Irene allowed him to perform his usual little courtesies of tenderness in making her comfortable before the fire, and thanked him in the even voice that smote him deeper than anger or fierce reproach. He stood beside her, hands on hips, his customary attitude.

“Shall I begin from the beginning? Well, it is the usual thing. Adam set the example, stereotyped the excuse. The woman tempted me. A man is a threadbare creature when you hold him up to the light. Or to put things another way: I loved a star—the better part of me; the lower part plucked the first wayside flower to hand——”

He broke off, paced impatiently the verge of carpet adjoining the polished strip of floor that ran from the doorway to the fireplace wall.

“I can’t talk of it to you. It is horrible. I loved you all the time, remember. I behaved like a blackguard to her. I don’t want to justify myself——”

He paused, as if expecting her to reply, but she looked steadfastly at the fire and gave no sign of heeding. The lines had deepened in her face, the youth had gone out of it. Her age was two and thirty. She looked five years older.

“I am going into rhodomontades,” he said. “I will just tell you the facts.”

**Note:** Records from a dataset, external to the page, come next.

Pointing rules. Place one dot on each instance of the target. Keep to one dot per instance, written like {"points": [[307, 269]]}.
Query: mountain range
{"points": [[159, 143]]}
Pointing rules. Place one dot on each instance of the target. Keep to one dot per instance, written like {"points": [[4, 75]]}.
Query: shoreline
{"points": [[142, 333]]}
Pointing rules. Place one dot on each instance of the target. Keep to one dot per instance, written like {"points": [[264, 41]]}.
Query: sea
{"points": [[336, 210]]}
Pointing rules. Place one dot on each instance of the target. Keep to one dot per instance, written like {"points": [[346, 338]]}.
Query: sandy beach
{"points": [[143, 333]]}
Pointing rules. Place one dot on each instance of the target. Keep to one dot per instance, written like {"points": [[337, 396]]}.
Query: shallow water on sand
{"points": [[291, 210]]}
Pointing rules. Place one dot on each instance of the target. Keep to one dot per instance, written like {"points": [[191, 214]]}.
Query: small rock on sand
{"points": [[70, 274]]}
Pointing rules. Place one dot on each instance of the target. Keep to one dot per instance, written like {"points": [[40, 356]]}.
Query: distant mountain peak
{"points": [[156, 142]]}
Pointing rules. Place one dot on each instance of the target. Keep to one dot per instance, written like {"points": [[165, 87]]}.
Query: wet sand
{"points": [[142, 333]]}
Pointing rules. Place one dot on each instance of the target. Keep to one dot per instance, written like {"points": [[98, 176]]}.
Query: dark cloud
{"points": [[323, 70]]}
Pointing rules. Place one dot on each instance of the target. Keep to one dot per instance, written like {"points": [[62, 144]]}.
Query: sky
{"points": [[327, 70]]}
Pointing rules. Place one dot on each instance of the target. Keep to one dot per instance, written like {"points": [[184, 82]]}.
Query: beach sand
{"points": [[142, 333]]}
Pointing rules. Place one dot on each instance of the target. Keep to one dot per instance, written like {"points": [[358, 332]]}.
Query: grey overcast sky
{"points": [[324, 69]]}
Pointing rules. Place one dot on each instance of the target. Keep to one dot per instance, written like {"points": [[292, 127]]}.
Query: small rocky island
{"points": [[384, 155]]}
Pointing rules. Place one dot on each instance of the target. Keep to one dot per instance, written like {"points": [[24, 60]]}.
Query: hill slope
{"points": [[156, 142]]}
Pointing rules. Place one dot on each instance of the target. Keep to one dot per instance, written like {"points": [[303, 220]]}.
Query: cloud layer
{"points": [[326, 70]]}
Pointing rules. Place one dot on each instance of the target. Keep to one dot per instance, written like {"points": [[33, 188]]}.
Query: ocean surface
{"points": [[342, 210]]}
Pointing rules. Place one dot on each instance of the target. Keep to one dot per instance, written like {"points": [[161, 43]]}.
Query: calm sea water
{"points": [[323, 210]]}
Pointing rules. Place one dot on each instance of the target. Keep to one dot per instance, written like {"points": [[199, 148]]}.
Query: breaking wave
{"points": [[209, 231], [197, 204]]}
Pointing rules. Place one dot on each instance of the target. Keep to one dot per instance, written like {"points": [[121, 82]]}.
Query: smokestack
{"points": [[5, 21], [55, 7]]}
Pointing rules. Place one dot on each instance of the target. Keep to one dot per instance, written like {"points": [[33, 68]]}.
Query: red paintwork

He began at his first meeting with Minna, described their courtship, marriage, quarrel, the whole miserable story of their lives. He sought neither to spare himself nor to paint himself in Mephistophelian colours. Too proud to plead extenuation, he forced himself to state facts baldly. A note of pleading in his voice might have touched the tenderer chords in Irene, but his tale left her cold, angered, her heart unconvinced. When he had finished he sat down in the chair opposite her, and there was a long silence.

“Do you still reproach me so bitterly for deceiving you?” he asked at length.

She looked round at him wearily. She had not spoken a word since he had begun his tale.

“I can’t reproach you for being different from what I thought you. You acted well, my reason tells me, according to your lights, but—I thought your lights were different. At first I could not conceive how you left me in ignorance. I need not say that if you had told me the woman was your wife, I should not have questioned you further.”